In his essay, Mr. Klingenstein estimates that the actual number of conservative/Republican faculty is 4 percent. I do not know how he arrived at that number, but using figures from the Bowdoin College profile at the website CollegeData, there are 177 faculty engaged in the full-time teaching of undergraduates, 4 percent of which would equal seven. I have not made a scientific study of this, but that number, small as it is, strikes me as too high.

Having recently served as chair of the government department, I know first-hand the efforts we as a college have made to recruit racial and ethnic minorities, and those efforts are bearing fruit.

It is now time to make a serious effort to foster greater intellectual and political diversity. This is a position that all those who truly care about this college should share, no matter what their political affiliation, because it will make us a far better and more effective institution of higher learning.

But do not take my word for it. John Stuart Mill's "On Liberty," one of the central texts of modern liberalism, argues that "the only way in which a human being can make some approach to knowing the whole of a subject, is by hearing what can be said about it by persons of every variety of opinion, and studying all modes in which it can be looked at by every character of mind."

Do our curriculum and our faculty represent a suitably wide range of intelligent views on the great questions of human existence and of how we should live? Alas, the questions answer themselves.

No one should imagine that this imbalance results merely from the lack of capable and productive scholars who take positions on the other side of the aisle.

For the past few years, I have been involved with leading scholars in history and government at both the Jack Miller Center at the University of Virginia and the Intercollegiate Studies Institute at Princeton in programs designed to mentor a rising generation of young academics interested in American history and political thought. So, I know that there are highly qualified people out there on the job market at the entry level, and that there are senior faculty with distinguished records whom we could try to recruit.

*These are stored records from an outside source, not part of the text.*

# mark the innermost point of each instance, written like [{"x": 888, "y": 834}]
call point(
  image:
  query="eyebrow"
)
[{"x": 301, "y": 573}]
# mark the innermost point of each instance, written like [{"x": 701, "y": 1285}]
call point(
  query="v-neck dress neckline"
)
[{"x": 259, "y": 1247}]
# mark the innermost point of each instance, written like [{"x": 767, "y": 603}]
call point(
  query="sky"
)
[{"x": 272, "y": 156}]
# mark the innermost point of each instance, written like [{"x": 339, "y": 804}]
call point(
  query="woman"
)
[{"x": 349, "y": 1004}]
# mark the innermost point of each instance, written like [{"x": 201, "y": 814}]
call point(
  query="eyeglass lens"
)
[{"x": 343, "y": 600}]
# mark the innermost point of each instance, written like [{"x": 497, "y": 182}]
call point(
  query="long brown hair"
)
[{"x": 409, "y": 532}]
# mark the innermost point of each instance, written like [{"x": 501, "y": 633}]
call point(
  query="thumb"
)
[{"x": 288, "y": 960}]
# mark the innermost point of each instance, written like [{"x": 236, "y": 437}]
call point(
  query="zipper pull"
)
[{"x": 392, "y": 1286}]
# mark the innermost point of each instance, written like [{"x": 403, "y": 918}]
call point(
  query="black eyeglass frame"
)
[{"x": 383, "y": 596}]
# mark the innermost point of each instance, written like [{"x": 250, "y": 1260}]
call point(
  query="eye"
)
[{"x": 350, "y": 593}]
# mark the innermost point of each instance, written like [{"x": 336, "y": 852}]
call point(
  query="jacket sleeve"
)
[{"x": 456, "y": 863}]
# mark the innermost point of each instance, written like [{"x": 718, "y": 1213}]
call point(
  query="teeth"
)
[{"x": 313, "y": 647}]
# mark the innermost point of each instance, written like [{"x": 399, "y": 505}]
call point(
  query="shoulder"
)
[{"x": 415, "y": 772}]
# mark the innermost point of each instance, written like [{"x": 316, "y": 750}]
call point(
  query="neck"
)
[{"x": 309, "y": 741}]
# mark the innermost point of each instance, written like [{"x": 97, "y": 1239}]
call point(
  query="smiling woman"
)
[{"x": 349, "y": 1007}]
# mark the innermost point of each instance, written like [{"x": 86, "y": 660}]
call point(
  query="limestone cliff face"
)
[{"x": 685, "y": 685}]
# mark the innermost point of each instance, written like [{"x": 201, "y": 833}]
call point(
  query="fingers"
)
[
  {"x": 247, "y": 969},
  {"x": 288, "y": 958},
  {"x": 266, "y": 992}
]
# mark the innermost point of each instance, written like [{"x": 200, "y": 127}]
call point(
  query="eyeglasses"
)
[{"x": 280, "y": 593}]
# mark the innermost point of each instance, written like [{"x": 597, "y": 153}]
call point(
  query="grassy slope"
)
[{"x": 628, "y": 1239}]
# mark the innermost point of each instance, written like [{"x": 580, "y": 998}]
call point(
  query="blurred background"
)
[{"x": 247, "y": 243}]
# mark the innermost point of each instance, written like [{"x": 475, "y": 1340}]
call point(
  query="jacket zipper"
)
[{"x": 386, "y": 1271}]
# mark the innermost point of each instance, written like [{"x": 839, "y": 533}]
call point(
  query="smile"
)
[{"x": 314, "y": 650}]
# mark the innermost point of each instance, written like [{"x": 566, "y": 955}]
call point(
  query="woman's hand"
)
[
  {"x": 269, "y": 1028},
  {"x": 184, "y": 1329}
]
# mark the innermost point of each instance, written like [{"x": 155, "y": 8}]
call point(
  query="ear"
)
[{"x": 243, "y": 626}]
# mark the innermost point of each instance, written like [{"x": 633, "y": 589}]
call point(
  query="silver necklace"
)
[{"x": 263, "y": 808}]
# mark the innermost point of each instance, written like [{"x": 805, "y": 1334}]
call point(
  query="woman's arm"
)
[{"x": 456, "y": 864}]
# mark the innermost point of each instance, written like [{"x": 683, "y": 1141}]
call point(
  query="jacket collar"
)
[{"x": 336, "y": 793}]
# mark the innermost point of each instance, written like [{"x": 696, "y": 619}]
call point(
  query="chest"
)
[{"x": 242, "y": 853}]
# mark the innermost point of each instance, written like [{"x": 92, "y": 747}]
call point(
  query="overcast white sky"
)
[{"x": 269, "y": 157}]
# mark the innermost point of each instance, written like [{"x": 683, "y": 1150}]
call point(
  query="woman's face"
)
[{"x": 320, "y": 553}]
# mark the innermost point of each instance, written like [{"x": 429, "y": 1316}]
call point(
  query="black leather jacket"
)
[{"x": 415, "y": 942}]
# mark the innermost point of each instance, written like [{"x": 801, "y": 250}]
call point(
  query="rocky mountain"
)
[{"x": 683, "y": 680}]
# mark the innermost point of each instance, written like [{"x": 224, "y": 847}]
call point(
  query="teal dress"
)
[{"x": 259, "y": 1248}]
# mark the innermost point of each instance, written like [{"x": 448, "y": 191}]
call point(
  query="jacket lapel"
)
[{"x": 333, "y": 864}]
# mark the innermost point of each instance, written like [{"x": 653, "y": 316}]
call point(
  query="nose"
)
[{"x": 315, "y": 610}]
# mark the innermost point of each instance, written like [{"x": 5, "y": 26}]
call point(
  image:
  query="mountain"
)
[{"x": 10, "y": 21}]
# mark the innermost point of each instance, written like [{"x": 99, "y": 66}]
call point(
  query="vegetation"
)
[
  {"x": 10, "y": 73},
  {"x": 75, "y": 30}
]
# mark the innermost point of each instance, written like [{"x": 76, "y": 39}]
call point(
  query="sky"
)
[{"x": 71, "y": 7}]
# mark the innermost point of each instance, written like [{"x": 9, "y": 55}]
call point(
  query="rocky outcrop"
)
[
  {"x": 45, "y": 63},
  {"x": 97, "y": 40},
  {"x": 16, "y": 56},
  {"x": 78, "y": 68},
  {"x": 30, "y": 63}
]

What we need is a willingness to act, coupled with presidential leadership. President Mills has done much to foster a climate that is welcoming to students and faculty from different religious faiths, and I warmly applaud those efforts.

We need look no further than last week's Veritas Forum, where over 250 students turned out to hear a friendly and intelligent debate on secular vs. Christian views of the good.

Now it is time for President Mills to think about how we can promote greater political and intellectual diversity on campus and make ourselves an even better college.

Whatever our political differences, this is a goal that I hope all of us, who are committed to the fostering of lively debate and intellectual growth, can share. I wish President Mills well and am ready to help in any way that I can.

Jean Yarbrough is the Gary M. Pendy, Sr., professor of social sciences at the College.